This project aims to develop a machine learning model capable of predicting the resale price of used cars listed on platforms like Craigslist. By leveraging historical data and machine learning algorithms, the project seeks to achieve the following objectives:
i. Accurate Price Predictions: Develop a predictive model to estimate car prices based on key features such as vehicle specifications (e.g., odometer, make, model, condition, transmission type) and seller information (e.g., location, fuel type, cylinders).
ii. Feature Importance and Interpretability: Identify and interpret the key features driving car price predictions using SHAP values.
This project bridges the gap between subjective car valuations and objective, data-driven pricing models, making car pricing more transparent, consistent, and fair for stakeholders.

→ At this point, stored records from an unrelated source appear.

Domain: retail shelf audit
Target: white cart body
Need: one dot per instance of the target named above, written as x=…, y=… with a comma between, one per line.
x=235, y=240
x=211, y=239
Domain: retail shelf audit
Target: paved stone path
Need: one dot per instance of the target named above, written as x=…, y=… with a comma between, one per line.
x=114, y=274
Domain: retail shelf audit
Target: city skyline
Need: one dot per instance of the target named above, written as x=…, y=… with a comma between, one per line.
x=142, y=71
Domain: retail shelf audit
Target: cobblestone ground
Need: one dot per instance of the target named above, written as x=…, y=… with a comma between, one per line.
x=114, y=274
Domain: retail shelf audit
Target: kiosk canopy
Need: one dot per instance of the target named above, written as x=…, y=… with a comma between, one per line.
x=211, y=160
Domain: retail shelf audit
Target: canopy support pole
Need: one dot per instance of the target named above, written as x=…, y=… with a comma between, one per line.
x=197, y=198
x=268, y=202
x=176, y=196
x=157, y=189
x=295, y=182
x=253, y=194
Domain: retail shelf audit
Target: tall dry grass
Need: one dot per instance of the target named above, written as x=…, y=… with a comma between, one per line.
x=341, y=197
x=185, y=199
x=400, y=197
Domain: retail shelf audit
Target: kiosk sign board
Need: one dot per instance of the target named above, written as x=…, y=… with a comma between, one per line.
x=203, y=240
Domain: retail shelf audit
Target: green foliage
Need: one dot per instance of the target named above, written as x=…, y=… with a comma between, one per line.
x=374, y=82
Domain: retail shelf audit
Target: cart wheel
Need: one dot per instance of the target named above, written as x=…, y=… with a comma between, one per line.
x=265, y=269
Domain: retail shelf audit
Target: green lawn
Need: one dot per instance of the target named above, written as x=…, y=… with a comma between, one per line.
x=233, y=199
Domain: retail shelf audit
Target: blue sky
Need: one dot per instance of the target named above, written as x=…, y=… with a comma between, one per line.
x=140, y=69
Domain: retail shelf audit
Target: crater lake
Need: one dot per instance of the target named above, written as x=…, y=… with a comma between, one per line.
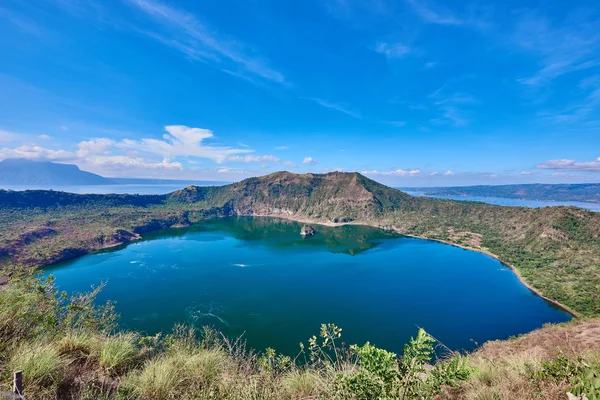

The dataset includes a variety of features describing cars listed on Craigslist. It contains 26 columns, including both numerical and categorical features. Some notable features include:
-year
: The manufacturing year of the car.
-odometer
: The total mileage of the car.
-manufacturer
: The car’s manufacturing company.
-model
: The specific model of the car.
-fuel
: The type of fuel used (e.g., gas, diesel, electric).
-transmission
: The type of transmission (automatic, manual, etc.).
-lat
and long
: Geographic location coordinates of the car listing.
The target variable for the prediction task is price
, which represents the sale price of each car.
The dataset has been downloaded from Kaggle. Here is the Link: https://www.kaggle.com/datasets/austinreese/craigslist-carstrucks-data
To understand the structure of the dataset, the following actions were performed:
Dataset Information: The dataset has 14,101 rows and 26 columns. It includes numerical data (year, odometer, lat, long) and categorical data (manufacturer, model, fuel, transmission).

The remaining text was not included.